The Roots of Racing
On July 22, 1894, the Le Petit Journal organised what is considered to be the world’s first car race from Paris to Rouen. Sporting events were a tried and tested form of publicity stunt and circulation booster. Pierre Giffard, the paper’s editor, promoted it as a Competition for Horeseless Carriages (Concours des Voitures sans Chevaux) that were not dangerous, easy to drive, and cheap during the journey. 102 people paid the 10 franc entrance fee.
69 cars started the 50 km (31 mi) selection event that would show which entrants would be allowed to start the main event, the 127 km (79 mi) race from Paris to Rouen. The entrants ranged from serious manufacturers like Peugeot, Panhardor De Dion to amateur owners, and only 25 were selected for the main race. Count Jules-Albert de Dion was first into Rouen after 6 hours and 48 minutes at an average speed of 19 km/h.

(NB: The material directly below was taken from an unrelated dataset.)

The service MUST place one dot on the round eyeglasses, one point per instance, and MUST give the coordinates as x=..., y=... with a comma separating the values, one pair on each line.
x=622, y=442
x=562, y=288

The first auto race in the United States took place in Chicago, Illinois on November 28, 1895. The 54.36 mile (87.48 km) course ran from the South side of the city, north along the lakefront to Evanston, Illinois, and back again. Frank Duryea won the race in 10 hours and 23 minutes, beating three petrol-fueled motorcars.
The Milwaukee Mile is the oldest motor racing track in the world, with racing being held there since 1903. It was not, however, purpose built for motor racing, starting life as a one-mile (1.6 km) horse racing track in the 19th Century.
Art Ingels is generally accepted to be the father of karting. A veteran hot rodder and a race car builder at Kurtis Kraft, he built the first kart in Southern California in 1956.
The first kart manufacturer was an American company, Go Kart Manufacturing Co. (1958). McCulloch was the first company, in 1959, to produce engines for karts. Its first engine, the McCulloch MC-10, was an adapted chainsaw 2-stroke engine. Later, in the 1960s, motorcycle engines were also adapted for kart use.